3. Perdagangan satwa liar untuk bahan obat: Beberapa spesies satwa liar, seperti harimau, kucing hutan, dan trenggiling, digunakan sebagai bahan obat tradisional. Namun, perdagangan satwa liar ini ilegal dan mengancam kelangsungan hidup spesies-spesies tersebut. Pada tahun 2015, polisi berhasil menggagalkan upaya perdagangan 5 trenggiling di Aceh.
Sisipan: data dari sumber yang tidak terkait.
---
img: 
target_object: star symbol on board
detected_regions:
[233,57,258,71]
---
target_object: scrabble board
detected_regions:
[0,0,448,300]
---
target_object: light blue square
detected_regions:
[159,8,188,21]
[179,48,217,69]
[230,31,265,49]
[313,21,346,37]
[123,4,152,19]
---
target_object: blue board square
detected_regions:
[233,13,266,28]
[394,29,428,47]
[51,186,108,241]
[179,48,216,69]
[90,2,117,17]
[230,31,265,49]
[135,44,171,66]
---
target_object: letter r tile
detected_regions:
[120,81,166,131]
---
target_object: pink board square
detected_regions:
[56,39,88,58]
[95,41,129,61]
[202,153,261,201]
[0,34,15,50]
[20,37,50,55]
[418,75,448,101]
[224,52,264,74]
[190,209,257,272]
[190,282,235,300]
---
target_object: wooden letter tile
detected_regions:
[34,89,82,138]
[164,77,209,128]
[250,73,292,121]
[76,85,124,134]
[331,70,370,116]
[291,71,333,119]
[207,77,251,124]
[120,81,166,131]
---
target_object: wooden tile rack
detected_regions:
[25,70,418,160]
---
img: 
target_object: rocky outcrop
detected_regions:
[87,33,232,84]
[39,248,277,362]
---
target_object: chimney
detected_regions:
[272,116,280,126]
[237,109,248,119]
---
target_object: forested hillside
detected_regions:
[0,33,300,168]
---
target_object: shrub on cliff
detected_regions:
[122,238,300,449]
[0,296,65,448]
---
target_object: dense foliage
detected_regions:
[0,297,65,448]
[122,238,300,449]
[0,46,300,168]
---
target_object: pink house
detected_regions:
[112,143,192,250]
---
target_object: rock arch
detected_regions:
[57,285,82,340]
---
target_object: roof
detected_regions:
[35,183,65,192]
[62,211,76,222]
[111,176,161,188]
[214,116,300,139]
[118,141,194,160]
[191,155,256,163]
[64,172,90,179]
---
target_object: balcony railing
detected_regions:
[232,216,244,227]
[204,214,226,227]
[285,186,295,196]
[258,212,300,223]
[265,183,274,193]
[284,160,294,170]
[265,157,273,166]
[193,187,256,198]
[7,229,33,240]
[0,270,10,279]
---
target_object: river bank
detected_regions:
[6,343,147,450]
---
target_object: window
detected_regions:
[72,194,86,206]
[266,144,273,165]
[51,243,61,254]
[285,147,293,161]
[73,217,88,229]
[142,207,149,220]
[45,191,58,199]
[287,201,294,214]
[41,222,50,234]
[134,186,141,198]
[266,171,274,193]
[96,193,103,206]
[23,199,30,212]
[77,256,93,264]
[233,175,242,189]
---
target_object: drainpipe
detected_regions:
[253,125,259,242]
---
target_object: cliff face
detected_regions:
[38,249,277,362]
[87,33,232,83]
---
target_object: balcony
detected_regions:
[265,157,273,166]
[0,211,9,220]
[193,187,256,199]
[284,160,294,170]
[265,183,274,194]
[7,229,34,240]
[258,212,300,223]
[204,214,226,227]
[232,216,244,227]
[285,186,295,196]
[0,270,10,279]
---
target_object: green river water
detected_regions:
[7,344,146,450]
4. Perdagangan kulit ular: Beberapa spesies ular, seperti ular piton dan ular sanca, sering diburu untuk diambil kulitnya yang dijadikan bahan fashion dan aksesoris. Pada tahun 2019, polisi berhasil menggagalkan upaya perdagangan kulit ular senilai Rp 2,5 miliar di Jakarta.

Kerjasama dan Koordinasi Berbagai Pihak

Perdagangan spesies langka asal Indonesia adalah masalah yang sangat serius. Karenanya diperlukan kerjasama dan koordinasi dari berbagai pihak. Seperti pemerintah, masyarakat, dan dunia internasional, untuk mengatasi dan memeranginya.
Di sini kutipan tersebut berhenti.